Now I can pass in anything that merely has a name :: String.

addJrSuffix { name: "Bob" }
addJrSuffix { age: 42, name: "Gerald" }

So records, or polymorphic products, let us pass in anything as long as it has the structure we specify, and even get the same structure back after we are done with it.

Let's flip back around to sum types (or variants), Either a b being the canonical dual of Tuple a b.

data Either a b = Left a | Right b

Where Tuple a b says we have an a paired with a b, Either a b says we have either an a or a b via the Left and Right constructors. We'd handle the possibilities by pattern matching on it with case.

This library just uses the same structural row system that we use with records (products) and applies them to variants (sums). Voila!

We lift values into Variant with inj by specifying a tag.
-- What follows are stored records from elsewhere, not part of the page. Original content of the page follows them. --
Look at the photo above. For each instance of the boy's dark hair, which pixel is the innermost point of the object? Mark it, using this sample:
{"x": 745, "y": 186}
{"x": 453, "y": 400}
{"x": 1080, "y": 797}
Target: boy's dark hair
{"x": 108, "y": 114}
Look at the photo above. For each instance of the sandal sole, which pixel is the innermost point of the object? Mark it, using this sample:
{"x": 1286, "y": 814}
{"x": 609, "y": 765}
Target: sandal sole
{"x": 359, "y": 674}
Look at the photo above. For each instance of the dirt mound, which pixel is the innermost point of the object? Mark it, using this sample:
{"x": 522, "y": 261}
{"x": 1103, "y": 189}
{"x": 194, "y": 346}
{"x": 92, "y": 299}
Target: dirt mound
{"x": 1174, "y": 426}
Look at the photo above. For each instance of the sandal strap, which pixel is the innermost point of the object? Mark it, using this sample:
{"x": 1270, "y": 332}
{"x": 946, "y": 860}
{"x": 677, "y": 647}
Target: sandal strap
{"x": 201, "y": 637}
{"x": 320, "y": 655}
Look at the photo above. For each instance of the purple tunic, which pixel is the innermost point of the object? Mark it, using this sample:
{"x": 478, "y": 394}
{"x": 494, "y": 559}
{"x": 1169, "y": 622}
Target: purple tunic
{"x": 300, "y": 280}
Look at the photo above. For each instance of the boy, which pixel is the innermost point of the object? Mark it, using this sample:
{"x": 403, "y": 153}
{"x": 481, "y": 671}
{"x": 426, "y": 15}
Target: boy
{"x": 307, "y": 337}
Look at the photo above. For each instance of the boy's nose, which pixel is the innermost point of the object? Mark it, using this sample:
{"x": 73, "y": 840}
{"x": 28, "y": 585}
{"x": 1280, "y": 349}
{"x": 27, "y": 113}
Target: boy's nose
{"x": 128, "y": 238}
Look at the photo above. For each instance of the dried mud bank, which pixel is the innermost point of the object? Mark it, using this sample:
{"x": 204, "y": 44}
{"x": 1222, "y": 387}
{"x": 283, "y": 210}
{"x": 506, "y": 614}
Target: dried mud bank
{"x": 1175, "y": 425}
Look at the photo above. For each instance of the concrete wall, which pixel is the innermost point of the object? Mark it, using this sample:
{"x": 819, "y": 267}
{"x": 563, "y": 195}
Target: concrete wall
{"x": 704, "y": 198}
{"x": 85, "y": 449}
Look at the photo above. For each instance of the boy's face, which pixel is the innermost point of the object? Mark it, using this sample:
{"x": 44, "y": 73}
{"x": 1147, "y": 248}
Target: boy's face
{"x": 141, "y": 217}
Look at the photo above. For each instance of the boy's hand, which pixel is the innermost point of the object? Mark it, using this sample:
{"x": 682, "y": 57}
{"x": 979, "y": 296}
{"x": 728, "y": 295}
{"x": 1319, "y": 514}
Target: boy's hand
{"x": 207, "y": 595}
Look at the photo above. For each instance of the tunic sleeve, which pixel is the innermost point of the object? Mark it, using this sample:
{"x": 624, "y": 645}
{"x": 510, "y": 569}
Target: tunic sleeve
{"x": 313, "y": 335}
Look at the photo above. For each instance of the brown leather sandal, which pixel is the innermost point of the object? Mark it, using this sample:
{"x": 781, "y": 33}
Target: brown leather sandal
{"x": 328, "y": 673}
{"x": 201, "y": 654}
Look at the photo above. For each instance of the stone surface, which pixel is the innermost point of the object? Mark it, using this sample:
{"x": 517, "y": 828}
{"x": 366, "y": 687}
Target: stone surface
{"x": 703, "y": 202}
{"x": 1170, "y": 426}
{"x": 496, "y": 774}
someFoo :: forall v. Variant (foo :: Int | v)
someFoo = inj (SProxy :: SProxy "foo") 42

SProxy is just a way to tell the compiler what our tag is at the type level. I can stamp out a bunch of these with different labels:

someFoo :: forall v. Variant (foo :: Int | v)
someFoo = inj (SProxy :: SProxy "foo") 42

someBar :: forall v. Variant (bar :: Boolean | v)
someBar = inj (SProxy :: SProxy "bar") true

someBaz :: forall v. Variant (baz :: String | v)
someBaz = inj (SProxy :: SProxy "baz") "Baz"

We can try to extract a value from this via on, which takes a function to handle the inner value in case of success, and a function to handle the rest in case of failure.

fooToString :: forall v. Variant (foo :: Int | v) -> String
fooToString = on (SProxy :: SProxy "foo") show (\_ -> "not foo")

fooToString someFoo == "42"
fooToString someBar == "not foo"

We can chain usages of on and terminate it with case_ (for compiler-checked exhaustivity) or default (to provide a default value in case of failure).

_foo = SProxy :: SProxy "foo"
_bar = SProxy :: SProxy "bar"
_baz = SProxy :: SProxy "baz"

allToString :: Variant (foo :: Int, bar :: Boolean, baz :: String) -> String
allToString =
  case_
    # on _foo show
    # on _bar (if _ then "true" else "false")
    # on _baz (\str -> str)

someToString :: forall v. Variant (foo :: Int, bar :: Boolean | v) -> String
someToString =
  default "unknown"
    # on _foo show
    # on _bar (if _ then "true" else "false")

allToString someBaz == "Baz"
someToString someBaz == "unknown"

Handlers with on are also compositional! We can compose them together with function composition and reuse them in different contexts.

onFooOrBar :: forall v. (Variant v -> String) -> Variant (foo :: Int, bar :: Boolean | v) -> String
onFooOrBar = on _foo show >>> on _bar (if _ then "true" else "false")

allToString :: Variant (foo :: Int, bar :: Boolean, baz :: String) -> String
allToString =
  case_
    # onFooOrBar
    # on _baz (\str -> str)

Instead of chaining with just on, there is onMatch which adds record sugar.

onFooOrBar :: forall v. (Variant v -> String) -> Variant (foo :: Int, bar :: Boolean | v) -> String
onFooOrBar = onMatch
  { foo: show :: Int -> String
  , bar: if _ then "true" else "false"
  }

But note that polymorphic functions like show or id need to be either annotated or eta expanded due to record impredicativity.

onMatch can be used with case_ and default just like on, but there is also match for the common case of total matching.

allToString :: Variant (foo :: Int, bar :: Boolean, baz :: String) -> String
allToString = match
  { foo: \a -> show a
  , bar: \a -> if a then "true" else "false"
  , baz: \a -> a
  }

We can combine polymorphic variants with Functors as well using VariantF, which lives in Data.Functor.Variant. VariantF is just like Variant, except it's indexed by things of kind Type -> Type.

someFoo :: forall v. VariantF (foo :: FProxy Maybe | v) Int
someFoo = inj (SProxy :: SProxy "foo") (Just 42)

someBar :: forall v. VariantF (bar :: FProxy (Tuple String) | v) Int
someBar = inj (SProxy :: SProxy "bar") (Tuple "bar" 42)

someBaz :: forall v a. VariantF (baz :: FProxy (Either String) | v) a
someBaz = inj (SProxy :: SProxy "baz") (Left "Baz")

VariantF supports all the same combinators as Variant. We need to use FProxy in the types, however, because the row machinery in PuresScript is not poly-kinded. FProxy lets us talk about functors, but trick the type system into thinking they are the expected kind.